The third was my personal choice, using the USDA food composition database to look up products and create a nutritional breakdown (by the way, they have an API). But it also introduced a lot of hurdles:

- Users don’t eat everything they order (e.g. cat food, soap, toilet paper). This would require a lot of cleaning and munging.

- Users don’t order just for themselves (e.g. companies, birthday parties, families).

- Users order on different timelines (e.g. once per week, once every two weeks, once a month).

- Items such as deli food may not have entries in the USDA database.

The fourth would also utilize the USDA database, but would not require any user-specific information or messing about with time-series.

Idea #2: Predicting solar output from satellite imaging/historical weather

One of the big issues with mainstream adoption of solar power is unlike other energy sources (hydroelectric, oil, nuclear), you can’t control how long the sun shines for.
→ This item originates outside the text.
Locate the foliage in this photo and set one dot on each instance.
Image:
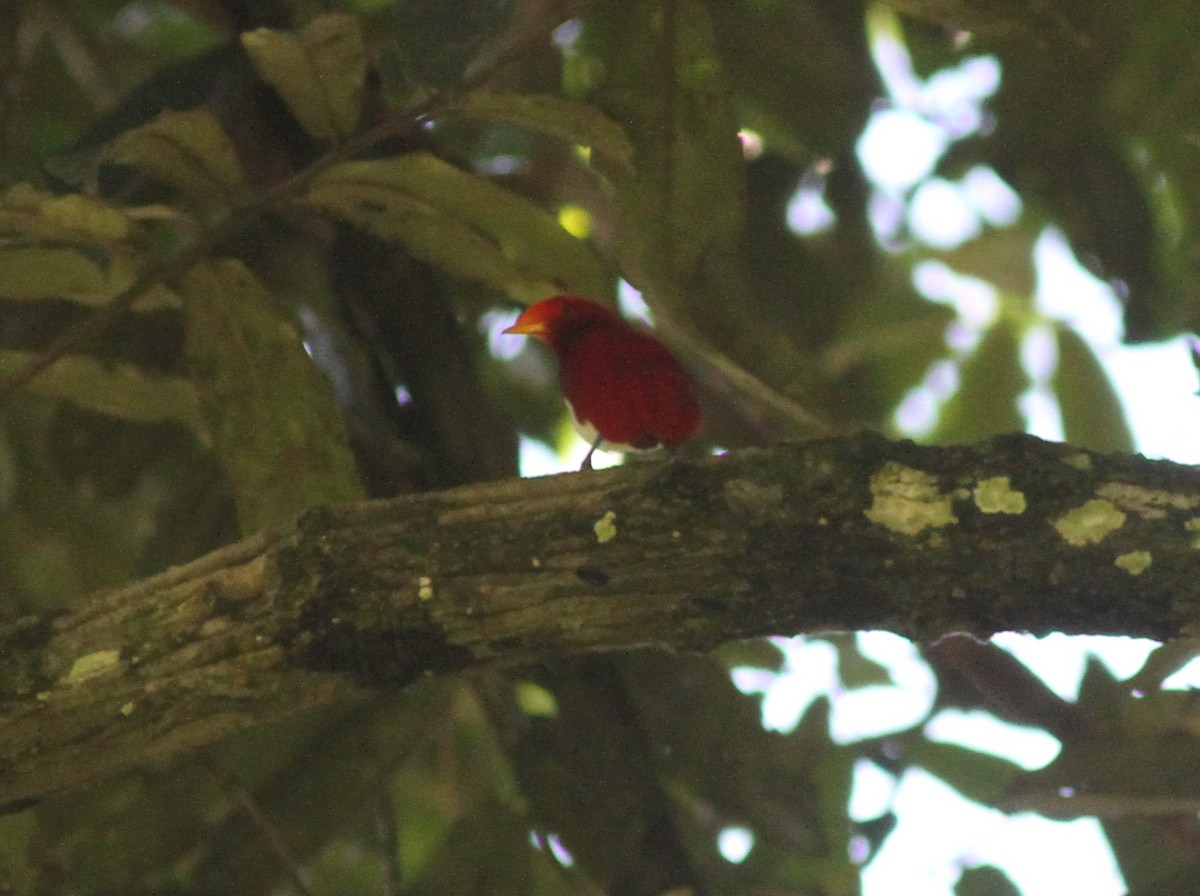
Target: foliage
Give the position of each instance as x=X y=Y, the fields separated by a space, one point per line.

Overestimating this amount means losses for producers and investors, and downtime for users. Underestimating means a lower chance of adoption in upfront decision-making. Sounds like a job for… machine learning!

Many datasets can be found at NREL, however they are in different years and different locations with limits on how much you can download at once. They have an API, which is useful.

SolarAnywhere has an academic license, allowing you to look up any location (but only for the year 2013). They too have an API.

Also, the NREL NSRDB data viewer.

There are three immediate approaches I can think of:

- Using previous solar output to predict current solar output (time-series or RNN).

- Using weather datasets

- Using satellite imaging datasets

There are a lot of academic papers on this last subject (a quick Google Scholar search returns about 30,000 results), but not a lot of publicly available satellite time-series datasets.

Idea #3: Fake news detection

This is a hot one. Without going into full rant-mode, fake news is obviously deleterious for democracy and individual mental stability.

So how to accurately identify what’s fake and what’s true? Here are a few leads on this as a data science problem:

1. Fake News Challenge

This is the best-formatted challenge around this topic, with organizers, advisors, and volunteers from the academic, ML, and fact-checking communities. Includes GitHub repos of winning submissions. Check out the competition page on Codalab.

2. Snopes Junk News

A starting point for well-verified fake news stories vs. actual events.

3. Getting Real About Fake News — Kaggle Dataset

A collection of nearly 13,000 items from 244 websites tagged “BS” from the BS Detector chrome extension. The BS Detector is powered by Open Sources, a project that classifies biased and fake websites.